L’origine du football

C’est un cas de divorce, une occasion pour faire la fête, un moyen de vibrer, un moyen de sortir du marasme du quotidien, une raison pour passer du temps avec sa progéniture avant que celui-ci aille courir la gueuse en boite, il fascine, il passionne, il bande, il tue, il blesse, il vénère, il énerve, il adule, il magouille, il enrichit. Le football, c’est tout cela, et bien plus encore. Mais ce sport qui ne laisse pas indifférent, d’où vient-il exactement ?

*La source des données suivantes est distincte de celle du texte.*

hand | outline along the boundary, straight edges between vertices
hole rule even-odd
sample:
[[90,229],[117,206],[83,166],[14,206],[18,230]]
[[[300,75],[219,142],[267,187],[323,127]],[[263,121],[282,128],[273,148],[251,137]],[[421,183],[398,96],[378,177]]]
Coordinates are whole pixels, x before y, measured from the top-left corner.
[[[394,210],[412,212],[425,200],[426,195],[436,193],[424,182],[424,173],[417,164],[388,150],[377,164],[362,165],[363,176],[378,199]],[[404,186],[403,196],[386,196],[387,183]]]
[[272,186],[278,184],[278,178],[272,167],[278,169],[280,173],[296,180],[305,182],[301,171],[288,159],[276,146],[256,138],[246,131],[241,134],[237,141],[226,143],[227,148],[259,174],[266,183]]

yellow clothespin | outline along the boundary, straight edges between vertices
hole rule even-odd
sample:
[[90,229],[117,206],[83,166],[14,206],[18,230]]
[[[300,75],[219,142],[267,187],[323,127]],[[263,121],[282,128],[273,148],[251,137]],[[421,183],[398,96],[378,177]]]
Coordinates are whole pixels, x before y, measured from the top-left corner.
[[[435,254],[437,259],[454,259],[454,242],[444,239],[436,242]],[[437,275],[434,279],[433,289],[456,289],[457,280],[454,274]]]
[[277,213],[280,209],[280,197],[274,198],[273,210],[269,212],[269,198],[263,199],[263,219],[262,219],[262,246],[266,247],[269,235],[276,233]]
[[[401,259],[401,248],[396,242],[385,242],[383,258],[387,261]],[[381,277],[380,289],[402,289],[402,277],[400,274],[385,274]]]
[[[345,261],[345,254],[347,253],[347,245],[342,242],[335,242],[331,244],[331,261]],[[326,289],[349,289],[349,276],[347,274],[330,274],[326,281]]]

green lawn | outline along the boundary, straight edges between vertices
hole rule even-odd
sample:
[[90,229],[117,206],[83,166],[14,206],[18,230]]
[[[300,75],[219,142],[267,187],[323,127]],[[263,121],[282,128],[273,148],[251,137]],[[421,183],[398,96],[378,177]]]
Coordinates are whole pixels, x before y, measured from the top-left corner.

Les origines du football sont plutôt floues, ce qui est normal, vu que les premières bases légales proviennent d’Angleterre, la patrie du cochon bouilli sauce à la menthe, du fog, des pubs… et donc du football ! (voir un petit peu plus loin que quelques lignes plus bas pour le détail)
C’est d’autant plus flou que certaines formes de football apparaissent un peu partout dans le monde, et ce dès l’antiquité et il est difficile d’en tirer une origine exaquette…
Était-ce ce jeu de balle très pratiqué par les Aztèques ?
Serait-il scandinave ? La légende des fils de Thor (tue) raconte que des vikings ont célébré pendant des années une victoire face à une autre tribu en se faisant passer avec les pieds la tête d’un vaincu à corne
Ou est ce cette forme primitive de jeu mentionnée dans un texte militaire chinois du 4e siècle avec J.C. (V.D.) ?
Peut être que les Anglais ont leur mot à dire, vu qu’un document exclusif de Goscinny et Uderzo présente les Bretons en train de jouer à une forme de jeu de balle rustique peu avant l’invasion romaine. Et déjà à cette époque, ils ont dû recourir à la main d’œuvre gauloise pour gagner le match…
Les Grecs aussi ne sont pas en reste, vu qu’Homère (oui, l’ancêtre grec de la famille Simpson) en parle dans l’Odyssée (Champs Huitième pour l’esthète qui lit cela sur les gogues en guise de pousse après manger)…
Mais je vois de là se lever les fiers Italiens, revendiquant haut et fort l’Harpastum (en latin dans le texte : Balle à jouer), qui est l’ancêtre plus ou moins directe du seault (Soleil en celtique), jeu organisé par les druides de villages afin de favoriser la pousse du gui (le soleil, c’est comme Alain Delon, il est de symbole fertilité chez certaines tribus), qui deviendra quelques siècles plus tard, en bon franchouillard des cavernes, la Soule. L’hérédité, le lien direct entre l’Harpastum et la Soule est assez facile à faire même pour le mécréant inculte en histoire.
En effet, tu n’es pas sans savoir que la Rome antique était célèbre pour ses nombreuses conquêtes et son immense territoire (mais seul un petit village d’Armorique résiste encore et toujours à l’envahisseur), conquêtes réalisées afin de développer leur culture, culture comprenant au fond d’un carton cet Harpastum qui sera apporté jusqu’aux Bretons et autres celtes barbares buveurs de cervoise tiède et de nuage de lait dans de l’eau chaude (le thé ne sera rapporté des Indes que plus tard) qui en feront la Soule.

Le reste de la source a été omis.